As the interest in organic feed is growing, so is the Peterson’s customer base.
“We started with just a few and as we have increased our livestock rations and branched out, our customer base has increased,” Laura said.
A lot of their customers have an idea of what they want and will give the Petersons an idea of what rations they want in the feed. Abby said that is especially true of dairy farmers.
“Sometimes they come in and want to change it,” Abby explained. “They want to add a little more of this or that. Everybody’s feeding hay because it’s that time of year. So they’ll bump their protein up in alfalfa pellets because that’s like hay; there’s energy in there as well and not just your protein, because they’re not getting that fresh grass that they would in the spring and summer.”
Abby said the cost is a little higher than conventional feed.

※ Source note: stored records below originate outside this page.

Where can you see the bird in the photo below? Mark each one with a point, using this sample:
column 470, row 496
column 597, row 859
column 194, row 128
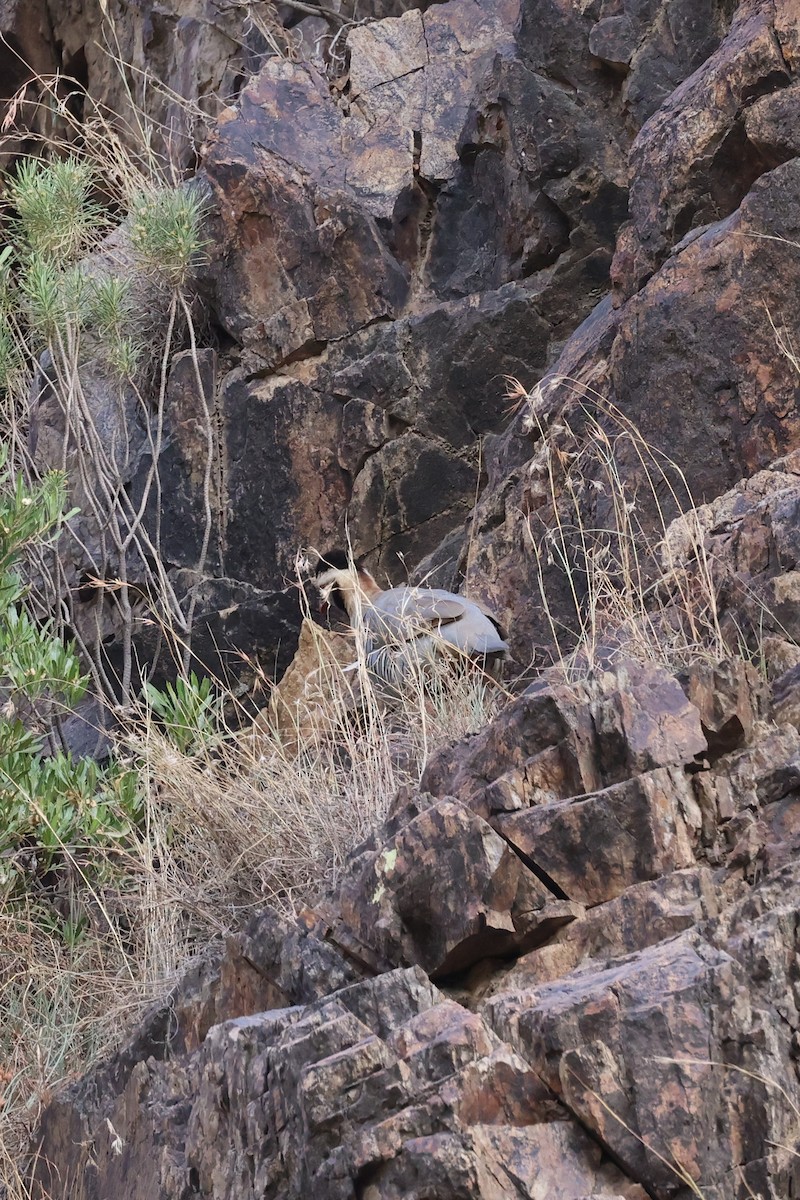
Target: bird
column 408, row 627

“A lot of hobby farmers will go non-GMO because it’s cheaper. A lot of people that are buying organic feed, are seeing that market in what they produce,” Abby said. “So they’re able to afford that feed, because they’re getting a higher market.”
Being USDA certified organic is all about a paper trail.
“You have to make sure that everything you bring in is already certified organic,” Abby said. “Which means you get a certificate from that farm stating that those crops are certified organic, so that they’ve been through the same process. On a farm, when you have agricultural land, it takes three years to become certified. Which means they can’t spray. They can’t use any herbicides or anything on their crops while growing, or for three years prior, before they can get that ‘certified organic’ label put on their crops. So we bring it in. We bring in the certification. We keep everything on record.
“Organics is huge all over the world. The U.S. is probably the last place it’s hit. But it is catching on.”